Low level formatting and rewriting should take the flash devices beyond reasonable recovery. I don't know if it's possible (even in theory) to recover overwritten data from flash.
CD/DVD considering the cost of disks, if you want the data gone shred them physically or scratch the top surface down to the dye. I wouldn't mess about with formatting.
I suppose it could be possible to detect subtleties in the dyes of CD/DVD after formatting. Black helicopter time there though.
September 30th, 2005, 02:59 AM
A quick question (not to hijack the thread) that I thought would fit into this thread.
You have a file server setup. The clients connect to the file server and copy a file to their machine. On the client machine, the file is saved to a temporary location and then written to disk. So, there are two places one might find a file. The temporary location (normally RAM?) and on the disk.
Does the server put the file in a temporary location (either in RAM or a temporary folder) and then transmit it?
I just recently picked up one of my forensics books again today doing some review. However, I never remember seeing that mentioned. I suppose it would be an easy test using filemon...
February 24th, 2006, 01:06 AM
Use TrueCrypt with a good algorithim and a long complex password and only store your incriminating information on there.
Now and then securely remove caches and such. I use FireFox Portable and Miranda-IM so I know where all of that is stored, the only thing left is the swap file.
To erase a hard drive so that it is completely unrecoverable, or unrecoverable to the point that anything recovered would be inadmissable, just load your favorite linux live and do:
dd if=/dev/random of=/dev/hda1
I guarantee, all of this is more than sufficient to protect yourself from a FBI/CIB investigation. As long as you don't leave any loose ends lieing around. :-)

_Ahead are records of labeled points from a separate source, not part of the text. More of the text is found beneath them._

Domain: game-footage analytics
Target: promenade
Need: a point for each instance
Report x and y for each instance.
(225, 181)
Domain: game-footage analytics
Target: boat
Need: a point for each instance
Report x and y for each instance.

February 24th, 2006, 02:38 AM
Well since the thread is back, I guess I might as well ask, If you turn windows page file usage to 0, will it still use page files ? At all ? I know that it shouldn't, but considering window's track record on things like that, I gotta ask.
February 24th, 2006, 09:00 AM
I don't think that you can do that, there is a "minimum allowed" value these days. It is 2Mb on this Win 2000 box.
February 24th, 2006, 09:30 AM
BC Wipe will wipe file slacks, and it also can encrypt your swap file.
Maybe he was running an older version of EE and it missed some of the cache? Maybe he p.o.'ed someone and got setup? Maybe his computer was "0wn3d"? There was a case in KY a couple of years back where the guy used that defense. He claimed his computer was hacked and used as a server. I've seen similar cracks firsthand.
No telling from the article what really happened but Katja's right: pretty dumb doing that at work.